Keen Ice gets first test with blinkers in Dubai
Article via ESPN, Marcus Hersh | Daily Racing Form. Photo by Penelope P. Miller
DUBAI, United Arab Emirates -- On the bare face of things, the decision to use blinkers on Dubai World Cup starter Keen Ice is unusual. The 4-year-old has made 15 starts, none in blinkers, and the equipment change comes as Keen Ice gets set to line up in the richest race of his life, and while he is stabled and training thousands of miles from trainer Dale Romans's winter base in Florida.
But the unusual nature of the change runs still deeper: Romans is a trainer who does whatever he can to avoid using blinkers under any circumstances.
"He doesn't like them," said Tammy Fox, Romans's longtime companion and one of his stable's main work riders for years.
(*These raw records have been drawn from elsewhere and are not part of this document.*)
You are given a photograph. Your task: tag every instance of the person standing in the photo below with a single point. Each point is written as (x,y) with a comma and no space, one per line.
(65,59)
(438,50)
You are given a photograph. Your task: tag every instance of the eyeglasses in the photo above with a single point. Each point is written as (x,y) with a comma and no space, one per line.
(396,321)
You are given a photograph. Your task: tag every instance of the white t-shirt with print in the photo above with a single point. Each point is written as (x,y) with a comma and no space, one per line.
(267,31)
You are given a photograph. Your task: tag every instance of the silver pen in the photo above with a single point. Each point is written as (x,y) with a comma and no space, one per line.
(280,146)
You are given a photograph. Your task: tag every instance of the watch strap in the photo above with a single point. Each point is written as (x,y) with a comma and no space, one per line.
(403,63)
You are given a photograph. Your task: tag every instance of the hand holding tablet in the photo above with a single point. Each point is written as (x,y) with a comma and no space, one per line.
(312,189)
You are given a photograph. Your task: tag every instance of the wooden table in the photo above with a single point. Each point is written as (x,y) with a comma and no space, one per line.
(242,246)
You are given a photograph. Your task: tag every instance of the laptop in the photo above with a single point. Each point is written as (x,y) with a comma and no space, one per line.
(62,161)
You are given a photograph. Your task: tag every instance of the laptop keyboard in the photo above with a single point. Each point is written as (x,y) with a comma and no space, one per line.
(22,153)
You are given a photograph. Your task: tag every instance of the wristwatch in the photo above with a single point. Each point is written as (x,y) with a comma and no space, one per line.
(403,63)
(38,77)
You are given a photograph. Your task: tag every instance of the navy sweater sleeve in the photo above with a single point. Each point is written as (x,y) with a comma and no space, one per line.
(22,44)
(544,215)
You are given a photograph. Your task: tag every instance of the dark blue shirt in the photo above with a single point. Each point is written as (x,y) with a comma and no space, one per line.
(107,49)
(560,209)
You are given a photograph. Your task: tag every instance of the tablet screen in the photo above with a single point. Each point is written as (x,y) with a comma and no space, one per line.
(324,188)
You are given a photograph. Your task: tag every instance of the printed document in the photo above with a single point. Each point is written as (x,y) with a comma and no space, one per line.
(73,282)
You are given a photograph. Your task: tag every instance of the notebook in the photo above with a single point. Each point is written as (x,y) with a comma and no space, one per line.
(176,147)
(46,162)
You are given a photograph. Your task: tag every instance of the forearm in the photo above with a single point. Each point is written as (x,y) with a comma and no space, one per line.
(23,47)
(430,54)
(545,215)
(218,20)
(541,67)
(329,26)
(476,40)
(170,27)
Fox traveled here with Keen Ice six weeks ago and has ridden him every day, including in his blinkered workout last Saturday, which went in a strong 59.20 seconds for five furlongs. "We have probably 125 horses in training, and I'd say now, counting him, maybe three wear them."
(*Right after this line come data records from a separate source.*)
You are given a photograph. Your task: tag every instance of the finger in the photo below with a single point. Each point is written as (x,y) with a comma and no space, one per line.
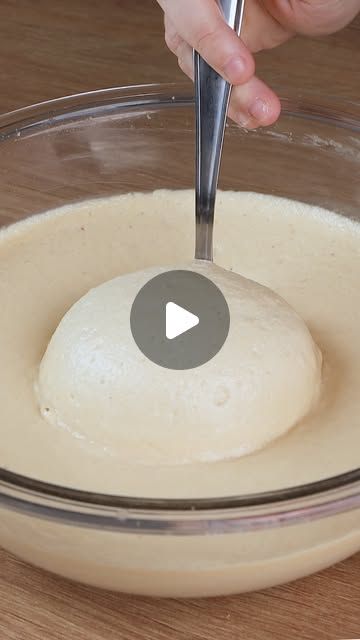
(207,32)
(172,38)
(252,104)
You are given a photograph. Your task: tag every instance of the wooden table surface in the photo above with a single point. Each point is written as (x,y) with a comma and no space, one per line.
(48,49)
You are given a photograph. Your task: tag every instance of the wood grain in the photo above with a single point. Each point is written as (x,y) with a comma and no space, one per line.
(48,49)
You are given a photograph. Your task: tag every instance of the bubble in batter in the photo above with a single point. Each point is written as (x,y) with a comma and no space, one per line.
(96,383)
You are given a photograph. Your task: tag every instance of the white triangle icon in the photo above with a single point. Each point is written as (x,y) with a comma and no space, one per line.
(178,320)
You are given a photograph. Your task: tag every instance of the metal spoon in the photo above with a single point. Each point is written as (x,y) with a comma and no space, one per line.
(212,95)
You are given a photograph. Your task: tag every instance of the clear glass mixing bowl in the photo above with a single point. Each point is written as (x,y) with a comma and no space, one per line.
(142,138)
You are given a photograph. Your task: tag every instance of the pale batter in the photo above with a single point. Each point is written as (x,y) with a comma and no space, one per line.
(308,256)
(96,383)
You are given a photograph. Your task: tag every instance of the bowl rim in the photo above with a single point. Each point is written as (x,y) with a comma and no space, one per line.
(171,515)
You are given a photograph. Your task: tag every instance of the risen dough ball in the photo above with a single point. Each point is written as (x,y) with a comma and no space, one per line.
(95,382)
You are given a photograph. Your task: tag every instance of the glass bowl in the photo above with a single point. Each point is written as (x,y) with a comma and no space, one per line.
(141,138)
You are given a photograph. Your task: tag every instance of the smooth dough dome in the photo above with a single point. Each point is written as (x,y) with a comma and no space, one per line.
(96,383)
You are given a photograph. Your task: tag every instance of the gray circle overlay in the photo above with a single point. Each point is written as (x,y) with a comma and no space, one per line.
(196,294)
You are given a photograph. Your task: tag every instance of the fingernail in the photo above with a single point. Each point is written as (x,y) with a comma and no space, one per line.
(259,110)
(234,70)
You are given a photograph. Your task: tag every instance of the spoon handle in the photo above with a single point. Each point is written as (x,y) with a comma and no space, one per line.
(212,94)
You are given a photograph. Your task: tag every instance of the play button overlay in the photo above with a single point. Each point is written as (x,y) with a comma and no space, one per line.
(180,319)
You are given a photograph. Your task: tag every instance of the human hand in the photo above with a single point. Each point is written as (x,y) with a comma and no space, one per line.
(199,24)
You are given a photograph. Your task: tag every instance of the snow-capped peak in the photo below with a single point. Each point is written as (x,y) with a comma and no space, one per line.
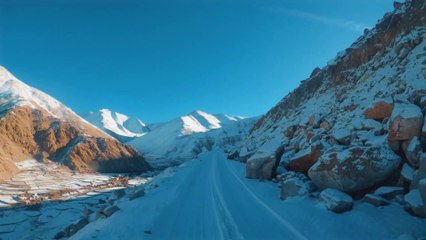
(117,124)
(14,92)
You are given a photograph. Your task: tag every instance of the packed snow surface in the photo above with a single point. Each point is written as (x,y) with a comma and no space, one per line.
(210,198)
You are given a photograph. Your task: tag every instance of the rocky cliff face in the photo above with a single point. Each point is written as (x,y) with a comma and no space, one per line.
(34,125)
(353,124)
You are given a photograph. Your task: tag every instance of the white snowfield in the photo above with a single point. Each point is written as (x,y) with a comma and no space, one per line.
(117,124)
(183,138)
(210,198)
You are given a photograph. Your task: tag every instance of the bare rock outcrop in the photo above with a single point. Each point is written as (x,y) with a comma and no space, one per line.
(352,169)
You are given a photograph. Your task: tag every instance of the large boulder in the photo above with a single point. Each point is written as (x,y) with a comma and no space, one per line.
(407,173)
(424,134)
(351,169)
(422,189)
(420,173)
(380,109)
(342,136)
(406,122)
(415,202)
(336,200)
(295,184)
(261,165)
(389,192)
(412,150)
(375,200)
(304,159)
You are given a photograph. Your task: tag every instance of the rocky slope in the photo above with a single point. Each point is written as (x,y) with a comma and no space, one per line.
(118,125)
(35,125)
(185,137)
(357,122)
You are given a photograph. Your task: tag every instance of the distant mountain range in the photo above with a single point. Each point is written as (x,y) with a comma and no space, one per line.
(174,141)
(35,125)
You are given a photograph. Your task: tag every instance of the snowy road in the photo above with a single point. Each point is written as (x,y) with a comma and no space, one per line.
(209,198)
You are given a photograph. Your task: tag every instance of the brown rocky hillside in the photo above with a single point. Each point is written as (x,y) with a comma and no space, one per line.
(34,125)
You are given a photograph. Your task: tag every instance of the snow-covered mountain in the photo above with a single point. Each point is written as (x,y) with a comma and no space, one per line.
(185,137)
(118,125)
(353,124)
(34,124)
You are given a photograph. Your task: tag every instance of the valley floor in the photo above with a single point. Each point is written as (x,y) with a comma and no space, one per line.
(210,198)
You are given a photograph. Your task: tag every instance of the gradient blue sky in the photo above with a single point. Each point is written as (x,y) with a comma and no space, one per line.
(158,59)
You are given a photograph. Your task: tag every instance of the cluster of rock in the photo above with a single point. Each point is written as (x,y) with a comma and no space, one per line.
(104,209)
(354,127)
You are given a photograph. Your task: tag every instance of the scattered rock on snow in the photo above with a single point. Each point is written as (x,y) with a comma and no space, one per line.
(336,200)
(375,200)
(72,229)
(406,122)
(412,150)
(261,165)
(414,200)
(107,212)
(342,136)
(422,189)
(304,159)
(380,110)
(407,173)
(351,169)
(389,192)
(420,173)
(295,184)
(325,125)
(137,194)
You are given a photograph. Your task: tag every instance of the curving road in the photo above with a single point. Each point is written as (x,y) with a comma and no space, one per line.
(214,203)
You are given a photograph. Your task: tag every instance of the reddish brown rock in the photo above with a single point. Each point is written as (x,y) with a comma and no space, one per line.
(406,122)
(31,133)
(412,150)
(351,169)
(325,125)
(289,132)
(262,165)
(380,110)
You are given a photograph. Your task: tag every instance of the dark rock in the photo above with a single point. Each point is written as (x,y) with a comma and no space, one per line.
(351,169)
(336,200)
(137,194)
(375,200)
(389,192)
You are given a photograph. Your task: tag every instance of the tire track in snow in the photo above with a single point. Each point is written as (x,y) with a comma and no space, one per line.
(226,223)
(284,222)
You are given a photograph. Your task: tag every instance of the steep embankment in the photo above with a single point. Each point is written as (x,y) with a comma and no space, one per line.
(353,124)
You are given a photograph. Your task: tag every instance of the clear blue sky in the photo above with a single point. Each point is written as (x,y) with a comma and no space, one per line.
(158,59)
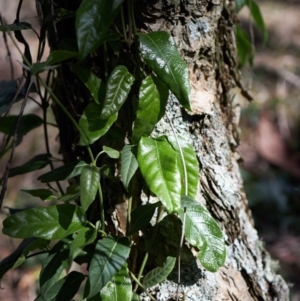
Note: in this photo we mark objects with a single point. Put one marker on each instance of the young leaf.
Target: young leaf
(118, 87)
(162, 56)
(64, 172)
(53, 222)
(89, 181)
(158, 163)
(27, 123)
(141, 216)
(151, 106)
(202, 231)
(119, 288)
(35, 163)
(57, 56)
(93, 19)
(91, 81)
(191, 165)
(65, 288)
(112, 153)
(129, 164)
(109, 257)
(159, 274)
(92, 126)
(43, 194)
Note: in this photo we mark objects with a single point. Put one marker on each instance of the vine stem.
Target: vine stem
(184, 212)
(159, 218)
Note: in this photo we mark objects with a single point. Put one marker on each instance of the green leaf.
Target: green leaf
(141, 216)
(202, 231)
(118, 87)
(91, 81)
(158, 163)
(73, 192)
(7, 93)
(66, 288)
(27, 123)
(64, 172)
(57, 56)
(84, 237)
(89, 181)
(162, 56)
(159, 274)
(244, 46)
(11, 260)
(43, 194)
(151, 107)
(112, 153)
(15, 27)
(51, 270)
(191, 164)
(53, 222)
(92, 126)
(258, 18)
(119, 288)
(93, 20)
(35, 163)
(129, 164)
(109, 257)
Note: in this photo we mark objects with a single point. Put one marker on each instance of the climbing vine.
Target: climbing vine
(77, 226)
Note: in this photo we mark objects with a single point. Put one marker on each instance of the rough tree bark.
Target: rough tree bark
(203, 31)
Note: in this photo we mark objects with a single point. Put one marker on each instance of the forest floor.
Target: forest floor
(270, 147)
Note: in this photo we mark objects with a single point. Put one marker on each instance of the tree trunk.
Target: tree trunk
(203, 31)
Daily Racing Form's Formulator shows that Romans over the last five years has never added blinkers to a horse in a graded stakes. Only a handful of his graded-stakes starters during that span have raced in blinkers, and only two have won, Afleeting Lady, whom Romans developed himself, and Court Vision, who came to Romans late in his career already racing in blinkers and upset the 2011 Breeders' Cup Mile while wearing the hood.
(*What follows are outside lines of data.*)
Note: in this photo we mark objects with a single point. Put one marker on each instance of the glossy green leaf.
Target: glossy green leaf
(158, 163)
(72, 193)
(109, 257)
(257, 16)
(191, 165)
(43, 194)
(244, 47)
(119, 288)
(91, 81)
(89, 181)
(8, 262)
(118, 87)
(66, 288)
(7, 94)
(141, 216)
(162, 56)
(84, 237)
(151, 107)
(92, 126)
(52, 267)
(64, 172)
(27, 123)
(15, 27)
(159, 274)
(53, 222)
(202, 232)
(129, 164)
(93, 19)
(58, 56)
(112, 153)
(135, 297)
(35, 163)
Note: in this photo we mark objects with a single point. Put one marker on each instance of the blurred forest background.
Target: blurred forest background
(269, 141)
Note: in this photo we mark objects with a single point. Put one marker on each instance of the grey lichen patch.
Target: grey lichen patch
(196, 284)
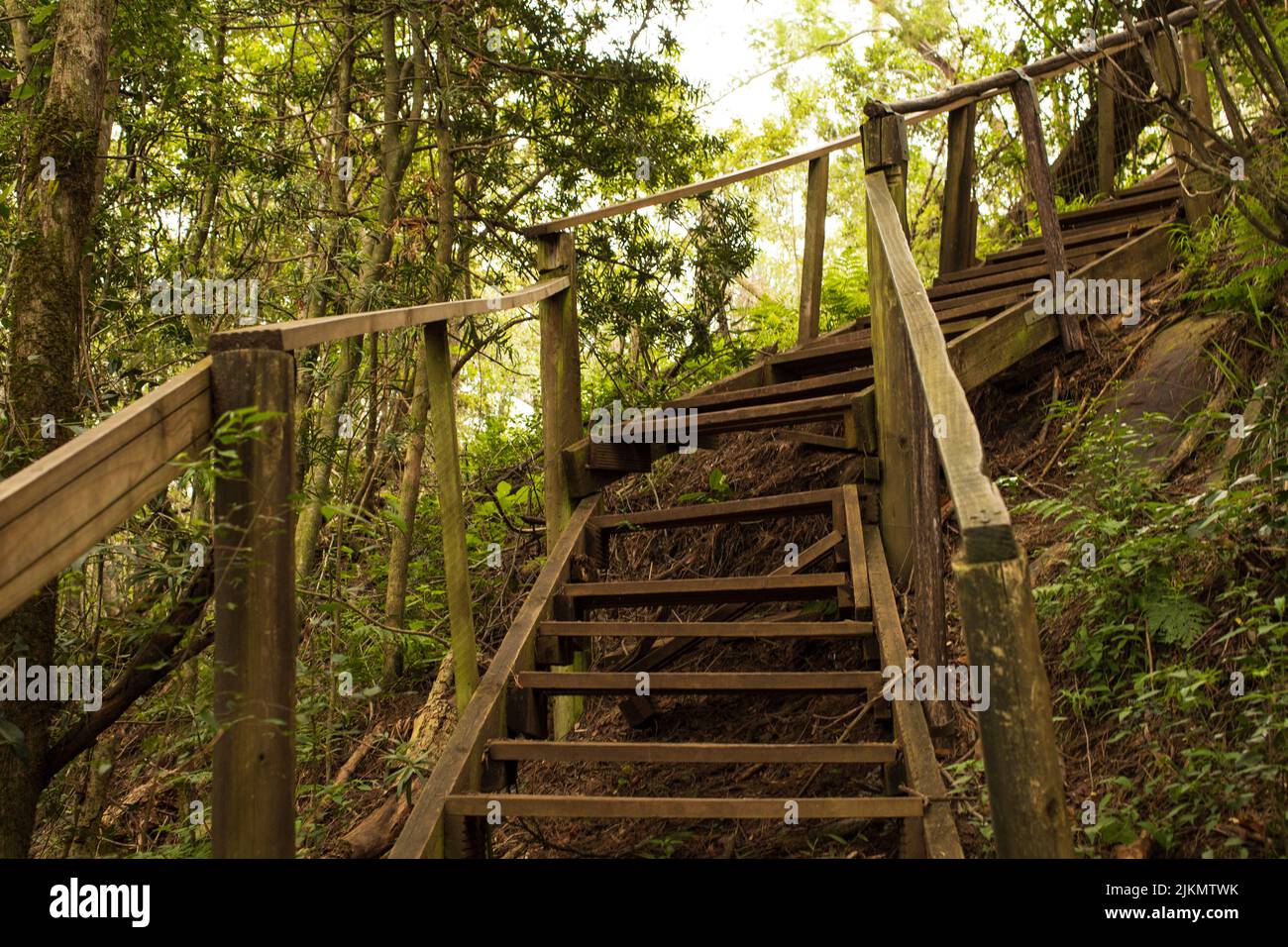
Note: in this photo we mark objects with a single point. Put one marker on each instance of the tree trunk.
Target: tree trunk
(47, 322)
(408, 496)
(397, 142)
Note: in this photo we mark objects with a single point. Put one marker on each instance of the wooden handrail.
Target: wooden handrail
(984, 521)
(62, 504)
(699, 187)
(915, 110)
(460, 767)
(290, 337)
(1051, 67)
The impetus for trying blinkers came from Ryan Moore -- widely considered the world's best jockey -- who after riding Keen Ice to a seventh-place finish March 5 in Round 3 of the Al Maktoum Challenge suggested experimenting.
"Ryan said that he thought he lost focus a couple times, and it'd be worth breezing him once in them and seeing how he liked it," said Jerry Crawford, president of Donegal Racing, Keen Ice's owner.
"The horse clearly hates them. He breezed in 59 and 1," Crawford added sarcastically.
"I think it helped him," said Fox. "He got into the work quicker. He didn't dislike them. It's not like he backed up in the work. Like I said to Jerry earlier today, you never know if it's really going to help them until they run."
Equipment aside, Keen Ice has looked as well this week as any horse training for the $10 million World Cup. He was the only horse to beat American Pharoah in 2015, and while he had pace help in taking down the champion in the Travers Stakes, a swift pace also seems plausible Saturday night. The front-runners might be backing up, and, hooded, Keen Ice might be more focused this time on catching them.